It’s been a week of focus on pharmacy, so forgive one last post on the subject.
Now that Illinois has joined CT MS AR SC GA and a host of other states that have addressed the outrageous practice of charging unconscionable prices for physician-dispensed repackaged drugs, what’s to be done in other states that have yet to stop the practice?
I’m talking Florida, Maryland, North Carolina, Hawaii, where some politicians have blocked fixes, or the regulatory process has yet to gain traction.
It is quite likely that dispensing companies are experiencing a significant cash flow crunch. They didn’t expect Illinois to end upcharging for repackaged drugs, and their projections of millions in revenue from the Land of Lincoln are now shattered.

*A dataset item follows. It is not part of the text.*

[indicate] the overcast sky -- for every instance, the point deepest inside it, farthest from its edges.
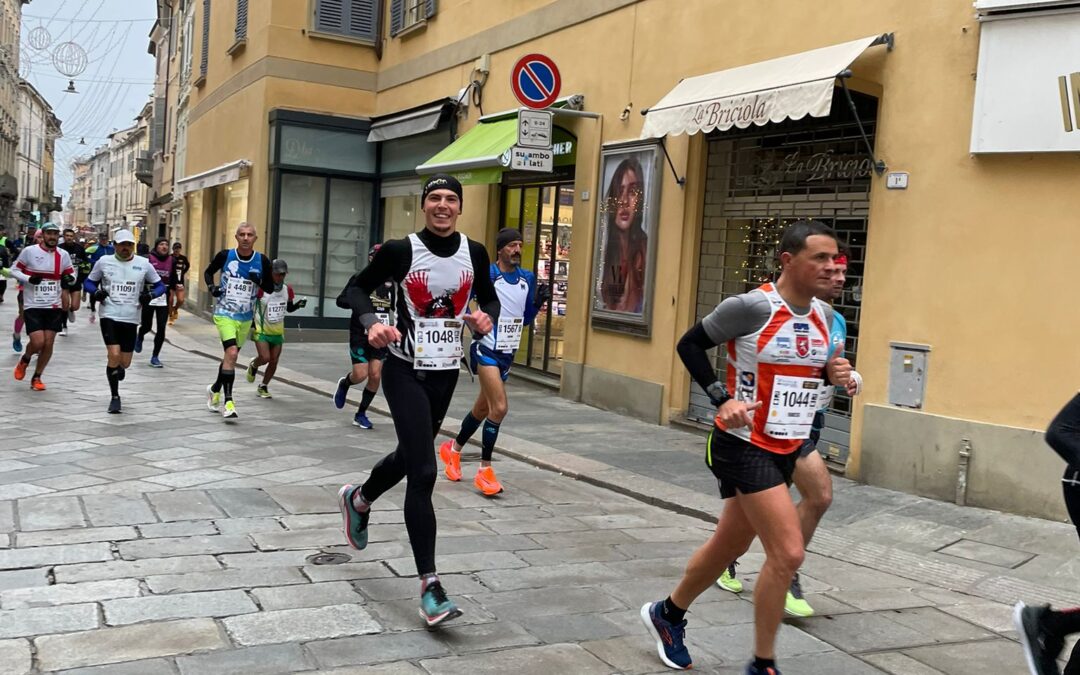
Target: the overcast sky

An increasing number of payers are applying retail pharmacy rates to bills for physician-dispensed scripts in Florida – slashing reimbursement to a fraction of dispenser’s billed charges.
This latter approach is also being employed in Maryland and a couple other states where payers are increasingly fed up with politicians’ votes allowing dispensing of repackaged drugs. The pols’ favoring of huge out of state contributors over taxpayers and employers has yet to cost them politically, but in the interim some payers are refusing to pay the tab, and are disputing dispensers’ bills thru adminstrative processes.
Sure, payers may well lose some disputes in some states, or perhaps many in many states, but the pressure they are bringing to bear is hurting dispensers and their enablers and owners.
The mood inside dispensing companies’ office must be very angry, extremely frustrated, and even shocked that employers and payers are finally refusing to pay their bills. If you listen carefully, you can almost hear their shrill whining…”Who do they think they are? How dare they not pay us what we want when we want?! Don’t they know they have to?!”
To which I would answer:
We are the fiduciaries responsible to our policyholders; We pay what we are legally obligated to pay; We’ll rely on the legal system to tell us what to pay, not some profiteering plunderer’s made-up bill.
Feel free to quote me.
3 thoughts on “Solving work comp physician dispensing, one bill at a time”
Well said Joe!
Hear, Hear! Thanks, Joe. It’s a successful strategy overall for those with the guts to do it.
Go Joe! Preach on!!! But it’s not only the price that concerns me. My question is this, is the injured worker getting the best medication to get back to work or just what the physician has in stock? There’s more, as Joe knows, to physician dispensing issues than just price.